Op www.eeninwaarheid het voglende artikel van de hand van A. Capellen in deze serie

In een vorig artikel beloofden wij terug te komen op de datering van het boek Jozua. Wij constateerden toen dat Van Bekkum de totstandkoming van dit boek plaatst in de tijd van het verenigde Koninkrijk onder Salomo, of tijdens de regering van Rehabeam, Asa of Joas, na de scheuring van het Rijk.
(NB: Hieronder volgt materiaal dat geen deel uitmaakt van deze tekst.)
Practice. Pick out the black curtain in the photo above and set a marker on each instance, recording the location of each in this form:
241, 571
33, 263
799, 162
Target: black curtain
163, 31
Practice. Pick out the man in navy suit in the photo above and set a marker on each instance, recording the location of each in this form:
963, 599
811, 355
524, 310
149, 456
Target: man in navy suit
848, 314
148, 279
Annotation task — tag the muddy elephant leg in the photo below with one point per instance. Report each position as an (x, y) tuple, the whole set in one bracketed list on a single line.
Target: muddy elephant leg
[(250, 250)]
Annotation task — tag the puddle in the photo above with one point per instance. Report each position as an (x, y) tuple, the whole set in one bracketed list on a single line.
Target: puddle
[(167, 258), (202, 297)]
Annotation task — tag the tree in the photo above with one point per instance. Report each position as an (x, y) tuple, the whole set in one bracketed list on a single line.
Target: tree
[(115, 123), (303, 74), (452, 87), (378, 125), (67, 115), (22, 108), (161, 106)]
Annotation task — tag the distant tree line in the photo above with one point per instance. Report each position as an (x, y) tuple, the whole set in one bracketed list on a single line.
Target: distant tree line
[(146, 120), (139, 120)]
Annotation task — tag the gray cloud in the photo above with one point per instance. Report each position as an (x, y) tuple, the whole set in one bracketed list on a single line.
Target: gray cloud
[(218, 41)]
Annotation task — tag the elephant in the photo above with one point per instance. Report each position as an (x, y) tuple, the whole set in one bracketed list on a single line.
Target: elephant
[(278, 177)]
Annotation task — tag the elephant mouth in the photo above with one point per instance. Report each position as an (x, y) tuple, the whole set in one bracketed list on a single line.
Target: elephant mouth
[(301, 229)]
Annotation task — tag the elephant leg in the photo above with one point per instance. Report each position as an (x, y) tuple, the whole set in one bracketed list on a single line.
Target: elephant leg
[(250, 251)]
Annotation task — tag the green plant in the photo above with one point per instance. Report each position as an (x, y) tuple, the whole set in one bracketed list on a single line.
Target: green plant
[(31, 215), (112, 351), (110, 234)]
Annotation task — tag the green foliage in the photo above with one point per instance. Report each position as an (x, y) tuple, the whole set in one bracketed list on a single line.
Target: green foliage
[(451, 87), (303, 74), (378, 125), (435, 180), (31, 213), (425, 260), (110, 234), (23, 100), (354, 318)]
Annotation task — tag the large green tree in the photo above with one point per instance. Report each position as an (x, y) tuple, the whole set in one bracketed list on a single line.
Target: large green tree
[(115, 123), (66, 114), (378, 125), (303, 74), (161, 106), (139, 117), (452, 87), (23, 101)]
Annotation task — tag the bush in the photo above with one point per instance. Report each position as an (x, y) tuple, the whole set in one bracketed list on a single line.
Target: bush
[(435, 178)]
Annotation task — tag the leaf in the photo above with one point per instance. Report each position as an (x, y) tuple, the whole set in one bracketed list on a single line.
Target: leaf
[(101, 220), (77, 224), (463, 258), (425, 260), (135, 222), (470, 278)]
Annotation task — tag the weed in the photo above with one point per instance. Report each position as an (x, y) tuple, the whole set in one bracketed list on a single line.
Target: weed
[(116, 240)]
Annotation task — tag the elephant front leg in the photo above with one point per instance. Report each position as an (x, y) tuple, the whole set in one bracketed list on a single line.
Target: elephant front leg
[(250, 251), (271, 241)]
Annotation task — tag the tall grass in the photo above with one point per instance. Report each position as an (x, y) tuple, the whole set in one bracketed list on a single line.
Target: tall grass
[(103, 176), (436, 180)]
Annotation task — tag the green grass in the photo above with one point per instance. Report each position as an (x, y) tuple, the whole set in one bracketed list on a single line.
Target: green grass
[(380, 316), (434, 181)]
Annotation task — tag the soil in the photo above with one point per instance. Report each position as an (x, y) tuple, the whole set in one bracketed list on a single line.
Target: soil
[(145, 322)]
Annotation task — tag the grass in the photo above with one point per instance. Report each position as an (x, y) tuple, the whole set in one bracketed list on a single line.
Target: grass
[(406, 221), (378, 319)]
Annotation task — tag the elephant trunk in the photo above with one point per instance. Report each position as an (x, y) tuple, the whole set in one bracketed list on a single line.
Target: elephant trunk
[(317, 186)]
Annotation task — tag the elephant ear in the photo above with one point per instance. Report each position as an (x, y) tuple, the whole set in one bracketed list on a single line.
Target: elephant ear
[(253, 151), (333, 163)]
Verschillende aanwijzingen werden door hem genoemd die in die richting wijzen.1 Allereerst de genoemde grenzen in Jozua. Die zouden overeen komen met de feitelijke grenzen zoals ze in de tijd van David tot stand kwamen. Ook het doorsnijden van de pezen van de paarden en het verbranden van de strijdwagens van de noordelijke coalitie zouden een aanwijzing zijn dat dit Bijbelboek pas in de koningentijd vervaardigd is. De vermelding dat de Gibeonieten werden aangesteld tot “houthakkers en waterputters voor de vergadering en voor het altaar des HEREN” (Jozua 9:27) zou ingegeven zijn door de wijze waarop in de tijd van David en Salomo de overgebleven oorspronkelijke bewoners van Kanaän gebruikt werden als dwangarbeider. De toevoeging in Jozua 9 dat de Gibeonieten deze taken bleven vervullen “tot op de huidige dag” en de verwijzing naar het ‘Boek van de Oprechte’, waarin ook het door David gecomponeerde ‘Lied van de Boog’ is opgenomen, zouden er evenzeer op wijzen dat het Boek Jozua pas veel later tot stand is gekomen.